Oil earnings may not meet spending demands -Ogundadegbe
Mr. Alex Ogundadegbe, public sector analyst and business expert, said at the current price of $24 per barrel and 1.2 million barrels per day, this may not meet the spending demands of the country.
“Over N65billion is required for FG salaries per month. This not considering other expenses and running costs and the money sent to the states”, Ogundadegbe said.
“For now, government will have to concentrate on essentials. Without resources already in place, it’s really, really hard to scale up quickly; all infrastructure development will be put on hold.
“People have to live. Salaries, medical care and logistics would be the main focus. Industries may eventually have to shut down temporarily if they cannot afford to import raw materials and additives at the new exchange rate.
Air travel disruptions may cost N160. 58bn, industry risks losing thousands of jobs —Adefunmiloye, tourism magazine publisher
Tourism expert and Publisher of African Tourist magazine, Amona Adeyinka Adefunmiloye, said air travel disruption, due to the continued spread of coronavirus, may cost Nigeria’s aviation industry over N160.58bn (using Bureau de Change rate of N370 to $1) ($434m) in revenue and 22,200 jobs, quoting the International Air Transport Association, IATA.

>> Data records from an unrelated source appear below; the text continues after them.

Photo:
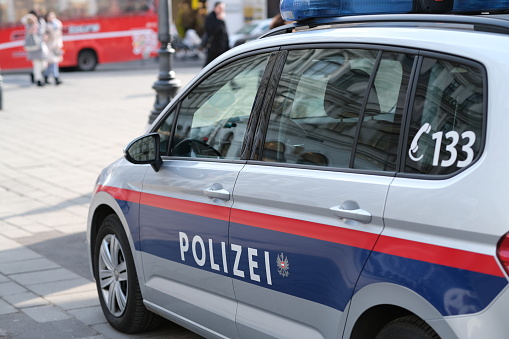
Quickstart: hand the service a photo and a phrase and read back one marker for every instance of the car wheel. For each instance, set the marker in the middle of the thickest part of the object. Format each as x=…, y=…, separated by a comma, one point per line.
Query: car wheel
x=87, y=60
x=408, y=327
x=117, y=282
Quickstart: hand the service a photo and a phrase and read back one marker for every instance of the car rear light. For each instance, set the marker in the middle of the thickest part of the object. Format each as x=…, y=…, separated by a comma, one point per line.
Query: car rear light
x=503, y=252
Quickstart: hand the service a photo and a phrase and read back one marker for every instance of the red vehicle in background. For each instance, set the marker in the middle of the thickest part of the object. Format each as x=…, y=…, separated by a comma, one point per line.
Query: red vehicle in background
x=97, y=31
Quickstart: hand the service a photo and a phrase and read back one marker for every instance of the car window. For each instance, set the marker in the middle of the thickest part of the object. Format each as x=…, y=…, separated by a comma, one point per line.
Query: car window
x=324, y=97
x=377, y=144
x=164, y=131
x=446, y=126
x=213, y=117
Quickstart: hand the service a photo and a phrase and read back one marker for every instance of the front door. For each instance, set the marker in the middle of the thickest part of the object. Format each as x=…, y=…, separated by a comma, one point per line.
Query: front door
x=308, y=212
x=185, y=206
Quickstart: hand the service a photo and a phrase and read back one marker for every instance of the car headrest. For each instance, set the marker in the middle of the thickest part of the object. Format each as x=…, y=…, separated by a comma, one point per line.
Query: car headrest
x=345, y=94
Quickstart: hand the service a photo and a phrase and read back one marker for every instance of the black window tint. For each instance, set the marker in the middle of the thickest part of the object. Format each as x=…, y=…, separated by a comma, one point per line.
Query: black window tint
x=317, y=106
x=213, y=117
x=377, y=146
x=322, y=97
x=446, y=129
x=164, y=131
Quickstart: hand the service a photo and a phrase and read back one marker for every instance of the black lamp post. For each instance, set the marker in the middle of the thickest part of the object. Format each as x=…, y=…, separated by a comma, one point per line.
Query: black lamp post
x=167, y=85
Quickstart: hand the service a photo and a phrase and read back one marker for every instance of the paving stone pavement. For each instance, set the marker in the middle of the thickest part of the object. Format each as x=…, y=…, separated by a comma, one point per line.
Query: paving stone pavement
x=54, y=141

IATA had said on Thursday that Nigeria may also lose approximately 2.2 million passengers. The association, an umbrella body for 290 airlines globally, had, in early March, projected 853,000 losses in passenger volumes and $170m loss in base revenues in Nigeria if the spread of COVID-19 continued.
IATA said, “International bookings in Africa are down roughly 20 per cent in March and April, domestic bookings have fallen by about 15 per cent in March and 25 per cent in April, according to the latest data”.
Air Peace on Thursday said it is suspending flight operations to Dakar, Senegal and Monrovia, Liberia as a result of the global coronavirus crisis.
The airline said it would also be cutting down its Freetown, Sierra Leone and Banjul, Gambia operations to one flight a week and would suspend its Dubai via Sharjah flights from next week.
The Chief Operating Officer, Air Peace, Mrs Toyin Olajide, said the airline would also be reducing its operations into Accra, Ghana from Lagos to two flights daily and suspend Abuja-Accra operations.
The Nigerian Representatives of Overseas Pharmaceutical Manufacturers, Olumide Akintayo, said COVID-19 had impacted Nigerian pharmaceuticals as products manufactured in China before the shutdown had not been shipped and prolonged factory closures in China meant new products were not being manufactured.